JAKARTA, tipikor.web.id – Isu kewajiban pembayaran royalti musik kembali mencuat dan menjadi bahan perdebatan, khususnya di kalangan pelaku usaha kecil seperti kafe dan restoran. Ketua Lembaga Manajemen Kolektif Nasional (LMKN), Dharma Oratmangun, memberikan klarifikasi terhadap berbagai anggapan miring yang menyebut royalti sebagai penghambat keberlangsungan bisnis kecil.
Dharma menekankan bahwa membayar royalti bukan sekadar kewajiban hukum, tetapi juga bentuk apresiasi terhadap para pencipta lagu.

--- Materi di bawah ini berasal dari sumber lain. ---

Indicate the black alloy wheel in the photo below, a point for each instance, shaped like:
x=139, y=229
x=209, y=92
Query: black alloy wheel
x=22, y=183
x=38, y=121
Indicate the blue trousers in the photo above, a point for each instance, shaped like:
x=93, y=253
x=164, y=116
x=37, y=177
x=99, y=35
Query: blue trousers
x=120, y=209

Berikut poin-poin utama dari pernyataan resminya:
1. Narasi Royalti Menghambat Usaha Dinilai Menyesatkan
Menurut Dharma, banyak pihak membangun opini keliru seolah-olah pembayaran royalti menjadi beban yang menjerat bisnis kuliner. Padahal, hal itu tidak berdasar.
"Narasi yang menyebut royalti mematikan kafe itu sangat tidak tepat. Banyak yang belum paham aturan, belum membayar tapi sudah membuat opini negatif," ujar Dharma saat diwawancara, Senin (4/8/2025), dikutip dari Kompas.com.
2. Pembayaran Royalti Diatur oleh Undang-Undang
Dharma menegaskan, royalti bukanlah pungutan liar. Kewajiban tersebut memiliki dasar hukum, yakni Undang-Undang Hak Cipta, yang bertujuan melindungi hak ekonomi para musisi dan pencipta lagu.
"Kalau pakai lagu untuk hiburan pengunjung, ya harus bayar. Itu amanat undang-undang, bukan suka-suka," katanya.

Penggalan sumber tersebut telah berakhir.